Maar het zijn niet haar uitspraken die Wallström internationaal op de kaart zetten. Het is haar concept van ‘feministische buitenlandpolitiek’, in 2014 aangekondigd en inmiddels het handelsmerk van de Zweedse internationale diplomatie. Het is niet zomaar een etiket, maar leidraad bij ieder optreden over de grenzen, vastgelegd in een heus ‘handboek’ dat over ambassades is verspreid.
Het land hamert van Bolivia tot Tanzania op seksuele zelfbeschikking voor vrouwen, ageert tegen discriminerende wetten, traint vrouwelijke politieke kandidaten en pusht de deelname van vrouwen aan vredesonderhandelingen.
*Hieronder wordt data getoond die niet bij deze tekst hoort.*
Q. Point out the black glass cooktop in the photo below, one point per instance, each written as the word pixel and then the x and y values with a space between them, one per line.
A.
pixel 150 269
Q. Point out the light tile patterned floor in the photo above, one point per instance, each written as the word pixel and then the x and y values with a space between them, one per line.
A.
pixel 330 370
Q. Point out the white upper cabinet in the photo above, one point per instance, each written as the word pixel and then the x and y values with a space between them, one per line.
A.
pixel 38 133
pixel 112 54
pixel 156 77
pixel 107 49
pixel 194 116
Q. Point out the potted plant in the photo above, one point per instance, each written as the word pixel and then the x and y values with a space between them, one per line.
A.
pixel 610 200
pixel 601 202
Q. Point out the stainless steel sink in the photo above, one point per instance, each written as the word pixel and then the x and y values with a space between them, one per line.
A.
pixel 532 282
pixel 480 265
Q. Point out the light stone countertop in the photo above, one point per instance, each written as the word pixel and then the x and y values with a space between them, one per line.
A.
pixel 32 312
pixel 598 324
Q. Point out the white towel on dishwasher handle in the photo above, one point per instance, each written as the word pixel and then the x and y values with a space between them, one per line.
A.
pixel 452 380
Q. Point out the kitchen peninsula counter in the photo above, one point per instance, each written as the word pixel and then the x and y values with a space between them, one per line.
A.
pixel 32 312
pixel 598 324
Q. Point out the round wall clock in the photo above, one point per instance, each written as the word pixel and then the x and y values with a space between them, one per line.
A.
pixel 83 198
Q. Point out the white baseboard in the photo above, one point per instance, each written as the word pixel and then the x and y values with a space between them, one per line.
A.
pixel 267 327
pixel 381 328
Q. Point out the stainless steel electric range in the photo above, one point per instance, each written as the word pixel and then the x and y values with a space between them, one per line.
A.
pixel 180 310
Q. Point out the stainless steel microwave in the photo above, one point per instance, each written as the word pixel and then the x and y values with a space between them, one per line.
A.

Zelfs de cadeautjes zijn toepasselijk. Vorige week was Wallström in Ethiopië waar ze een Amhaarse vertaling van Astrid Lindgrens Pippi Langkous aan de president - een vrouw - gaf. „Pippi Langkous is altijd een inspiratie geweest”, zegt Wallström op de ambassade, aan de vooravond van Internationale Vrouwendag.
Ook in Nederland valt nog wel iets te verbeteren „veel vrouwen werken hier in deeltijd”. Ze is in Nederland om ‘Swedish Dads’ te openen, een reizende fototentoonstelling over vaders die van hun ruime babyverlof genieten. In Pakistan kregen ambtenaren vaderschapsverlof, na de expositie.
Alleen al de term feminisme kan weerstand oproepen. Heeft u overwogen om uw beleid een meer omfloerste naam te geven?
„Ik wist dat het controversieel kon zijn. Inderdaad ontmoet ik scepsis, maar dat kan worden omgezet in nieuwsgierigheid. Die negatieve connotatie van sommigen kunnen we wegnemen als we het heel duidelijk uitleggen.” Deelname van vrouwen vergroot de bestendigheid van vredesakkoorden, gelijkere sekseverhoudingen leiden tot betere economische resultaten, betoogt ze.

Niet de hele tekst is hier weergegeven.